Быть может, им, таким, как она, институт этот и обязан своим существованием. Что до нового прихожанина, то наблюдатель менее благодушный, чем Нейлз, увидел бы в нем определенный тип человека, который, достигнув верхних ступеней на общественной лестнице, может вдруг оказаться мошенником, присвоившим вверенные ему два миллиона для утоления своих чудовищных сексуальных потребностей и связанных с ними расходов на вымогателей, грозивших выдать его тайну. В жене его все тот же скептик увидел бы смертельно скучающую злючку, тайком потягивающую шерри и грезящую каждую ночь о мужском гареме. Однако Нейлзу в это дождливое утро новая пара казалась воплощением всех добродетелей. Все в этой паре было подлинное, непритворное — высокое чувство чести, жар души и зрелая ясность ума. И пусть жизненный путь их не усеян розами, они умеют принимать все, что им выпадет — будь то успех или неудача,— с неистребимым здравым смыслом.

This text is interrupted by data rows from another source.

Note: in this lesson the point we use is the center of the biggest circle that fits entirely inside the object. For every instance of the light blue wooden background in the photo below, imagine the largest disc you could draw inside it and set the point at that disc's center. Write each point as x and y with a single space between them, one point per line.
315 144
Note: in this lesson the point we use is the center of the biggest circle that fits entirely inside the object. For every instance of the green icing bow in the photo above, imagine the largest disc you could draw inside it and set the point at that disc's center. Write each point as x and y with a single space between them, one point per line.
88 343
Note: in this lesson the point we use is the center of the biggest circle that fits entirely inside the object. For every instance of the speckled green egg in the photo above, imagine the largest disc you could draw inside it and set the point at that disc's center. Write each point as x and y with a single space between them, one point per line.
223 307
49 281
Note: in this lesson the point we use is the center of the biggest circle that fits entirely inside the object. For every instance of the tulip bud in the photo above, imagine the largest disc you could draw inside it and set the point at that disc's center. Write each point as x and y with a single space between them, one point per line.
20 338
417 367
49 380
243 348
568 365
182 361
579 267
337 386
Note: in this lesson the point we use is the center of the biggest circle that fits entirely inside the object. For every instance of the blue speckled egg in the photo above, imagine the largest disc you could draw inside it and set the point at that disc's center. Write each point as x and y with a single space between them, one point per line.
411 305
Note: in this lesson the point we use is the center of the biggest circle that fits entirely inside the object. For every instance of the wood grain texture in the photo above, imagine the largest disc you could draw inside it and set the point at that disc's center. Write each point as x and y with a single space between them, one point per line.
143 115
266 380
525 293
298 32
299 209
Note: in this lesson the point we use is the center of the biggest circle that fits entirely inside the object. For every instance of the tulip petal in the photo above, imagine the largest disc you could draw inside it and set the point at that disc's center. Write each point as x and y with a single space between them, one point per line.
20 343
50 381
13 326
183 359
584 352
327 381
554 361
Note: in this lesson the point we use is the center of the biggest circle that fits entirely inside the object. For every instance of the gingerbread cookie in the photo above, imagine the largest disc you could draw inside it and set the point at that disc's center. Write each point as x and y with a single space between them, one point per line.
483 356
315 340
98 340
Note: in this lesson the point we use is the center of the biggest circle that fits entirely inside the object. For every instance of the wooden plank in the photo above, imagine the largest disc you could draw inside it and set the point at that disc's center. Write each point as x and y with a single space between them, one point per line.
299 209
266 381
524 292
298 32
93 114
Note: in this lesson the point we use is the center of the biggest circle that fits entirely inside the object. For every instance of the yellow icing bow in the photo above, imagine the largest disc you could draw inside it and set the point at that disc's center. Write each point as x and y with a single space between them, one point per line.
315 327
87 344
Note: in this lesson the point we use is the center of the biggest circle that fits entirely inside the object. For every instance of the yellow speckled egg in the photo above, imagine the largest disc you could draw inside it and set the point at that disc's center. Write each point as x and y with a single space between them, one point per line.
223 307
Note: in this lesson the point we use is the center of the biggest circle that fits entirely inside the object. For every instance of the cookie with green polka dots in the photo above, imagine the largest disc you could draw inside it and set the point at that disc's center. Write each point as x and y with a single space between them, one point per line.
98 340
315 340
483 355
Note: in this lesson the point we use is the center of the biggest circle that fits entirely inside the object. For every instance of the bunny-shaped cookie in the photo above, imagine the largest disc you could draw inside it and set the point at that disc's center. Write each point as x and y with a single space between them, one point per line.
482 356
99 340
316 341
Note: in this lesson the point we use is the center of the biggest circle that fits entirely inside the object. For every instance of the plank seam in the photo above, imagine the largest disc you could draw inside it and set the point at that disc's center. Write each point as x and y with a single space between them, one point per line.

Отпустив паству «с миром божиим, который превыше всякого ума», священник покинул алтарь и последнюю молитву пробормотал уже из ризницы. В этих приглушенных звуках было что-то извечное, они ласкали слух, как шуршание морской волны. Церковный служка погасил светочи духа и плоти, Нейлз дошептал свою молитву до конца и вслед за незнакомой четой двинулся к выходу.

— Мы — Хэммеры,— объявил мужчина, подойдя к священнику.

Нейлз живо представил себе все нескончаемые и, на его взгляд, несмешные, остроты, которые вызовет в Буллет-Парке это случайное сочетание их фамилий. Хэммер и Нейлз — молоток и гвозди — так теперь они и будут жить бок о бок, год за годом. А сколько коктейлей им предстоит выпить вместе! Нейлз не считал себя суеверным, однако в мистическую власть имен он верил непреложно. Так, например, он был убежден, что если мужа зовут Джоном, а жену — Мэри, то их брак нерасторжим: на горе, на радость, они навеки связаны сочетанием этих простых имен. Как бы ни ненавидели они подчас друг друга, как бы ни презирали, как бы ни ссорились, ни рыдали, ни безумствовали,— брак их нерасторжим. Какой-нибудь Том, Дик или Гарри волен по первому капризу ехать в Рено разводиться, но никакие силы, кроме смерти, не в состоянии разлучить Джона и Мэри. Насколько же крепче и нерасторжимее должны быть узы, связывающие людей с такими фамилиями, как Хэммер и Нейлз!

— Добро пожаловать в церковь Иисуса Христа! — приветливо сказал священник.— Добро пожаловать в Буллет-Парк. Отец Фризби мне о вас писал.